By distributing computing resources closer to the edge of the network, organisations can easily accommodate growing demands and adapt to changing requirements. Edge computing enables the addition of edge devices as needed, allowing for seamless scalability without significant infrastructure changes. This flexible architecture allows for efficient resource allocation, ensuring that computational power is allocated where it is needed most. It also provides the agility to scale up or down based on specific workloads or operational needs, optimizing resource utilisation and cost-effectiveness.

 

Edge computing also allows for localized processing and decision-making, reducing reliance on centralized systems. This decentralization of computing power enhances flexibility by enabling edge devices to operate autonomously even in the absence of continuous connectivity to a central server.
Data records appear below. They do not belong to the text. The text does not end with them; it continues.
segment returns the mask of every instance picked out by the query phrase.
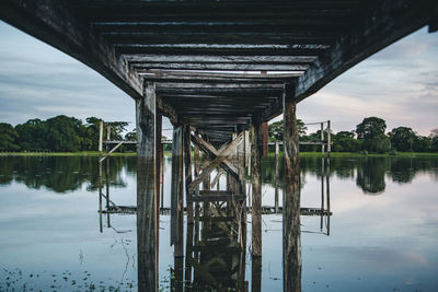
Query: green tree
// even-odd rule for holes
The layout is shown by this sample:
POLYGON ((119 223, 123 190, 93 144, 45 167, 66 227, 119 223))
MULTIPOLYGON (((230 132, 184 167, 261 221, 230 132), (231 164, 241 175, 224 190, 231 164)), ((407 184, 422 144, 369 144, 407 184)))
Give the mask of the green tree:
POLYGON ((399 127, 389 132, 391 144, 397 151, 413 151, 413 144, 417 139, 416 133, 407 127, 399 127))
POLYGON ((378 117, 368 117, 356 126, 357 139, 361 148, 370 152, 384 153, 391 149, 391 142, 384 131, 387 122, 378 117))
POLYGON ((12 125, 0 122, 0 151, 16 151, 19 135, 12 125))
POLYGON ((356 152, 360 150, 360 141, 355 139, 353 131, 339 131, 333 136, 332 149, 335 152, 356 152))
POLYGON ((372 139, 378 135, 384 133, 387 122, 378 117, 368 117, 356 126, 357 139, 372 139))
MULTIPOLYGON (((300 137, 306 136, 307 127, 301 119, 297 119, 298 133, 300 137)), ((283 141, 284 133, 284 122, 283 120, 273 122, 268 126, 268 138, 269 141, 283 141)))
POLYGON ((45 126, 45 121, 38 118, 16 125, 15 131, 19 135, 20 149, 22 151, 48 150, 45 126))
POLYGON ((65 115, 46 120, 46 139, 53 151, 76 152, 81 150, 82 137, 85 132, 82 121, 65 115))

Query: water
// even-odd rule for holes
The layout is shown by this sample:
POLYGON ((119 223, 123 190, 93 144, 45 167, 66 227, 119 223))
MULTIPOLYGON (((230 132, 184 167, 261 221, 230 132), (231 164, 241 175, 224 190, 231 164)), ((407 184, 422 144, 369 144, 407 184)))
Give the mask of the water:
MULTIPOLYGON (((437 291, 438 159, 332 157, 327 164, 301 159, 301 207, 321 208, 321 176, 330 174, 332 212, 322 225, 319 215, 301 217, 302 291, 437 291)), ((263 206, 275 203, 274 165, 263 162, 263 206)), ((135 206, 136 159, 112 157, 110 166, 111 199, 135 206)), ((165 207, 170 179, 166 159, 165 207)), ((103 215, 101 233, 97 187, 96 157, 0 157, 0 291, 137 289, 136 217, 112 214, 108 227, 103 215)), ((160 221, 159 287, 168 291, 178 270, 170 217, 160 221)), ((250 245, 251 224, 247 234, 250 245)), ((249 248, 241 260, 250 290, 283 290, 281 234, 281 215, 263 215, 261 271, 249 248)), ((212 273, 219 283, 223 275, 212 273)))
Localised decision-making and processing ensure uninterrupted operations and faster response times, critical for applications that require real-time actions or instantaneous decision-making. With edge devices acting as edge gateways, organisations can easily incorporate new devices, sensors, or applications at the edge without disrupting the entire network. This flexibility enables organizations to adopt emerging technologies and leverage innovative solutions while maintaining compatibility with their existing infrastructure.
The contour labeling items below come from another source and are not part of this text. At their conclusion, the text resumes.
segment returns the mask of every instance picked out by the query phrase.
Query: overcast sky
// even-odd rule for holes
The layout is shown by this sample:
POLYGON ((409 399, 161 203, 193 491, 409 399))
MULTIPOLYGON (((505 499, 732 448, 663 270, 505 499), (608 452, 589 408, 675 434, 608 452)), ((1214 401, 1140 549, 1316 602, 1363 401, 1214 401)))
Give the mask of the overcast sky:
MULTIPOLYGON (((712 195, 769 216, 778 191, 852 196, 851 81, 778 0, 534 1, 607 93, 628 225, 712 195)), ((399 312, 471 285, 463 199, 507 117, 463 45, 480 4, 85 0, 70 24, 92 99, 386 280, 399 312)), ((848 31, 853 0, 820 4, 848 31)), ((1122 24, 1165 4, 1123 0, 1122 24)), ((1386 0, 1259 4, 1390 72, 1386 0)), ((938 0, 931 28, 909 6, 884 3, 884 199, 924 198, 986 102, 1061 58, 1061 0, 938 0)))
Edge-enabled Internet of Things (IoT)

Edge computing goes hand-in-hand with the Internet of Things IoT. The integration of edge computing with IoT deployments allows businesses to unlock the full potential of IoT deployments. A typical IoT system works by continuously sending, receiving, and analyzing data in a feedback loop. IoT apps might process data daily, hourly or in response to external triggers of time, aided by AI and ML algorithms to help derive insights from massive data volumes. But Edge computing allows IoT devices to process and analyse data locally and closer to where it is generated, allowing for faster response times and real-time data analytics while minimising reliance on cloud or centralized infrastructure. This real-time processing capability is especially critical in time-sensitive applications such as industrial automation, smart cities, and autonomous vehicles. 

 

As well as allowing for real-time data analytics across an IoT network, edge computing also makes IoT devices more scaleable distributing computational resources to the edge, enabling businesses to easily add or remove IoT devices as needed without significant infrastructure changes. This flexibility allows for efficient resource utilisation and supports the seamless expansion of IoT deployments, while also reducing data transmission and storage costs by filtering and aggregating data at the edge, sending only relevant information to the cloud or centralised systems.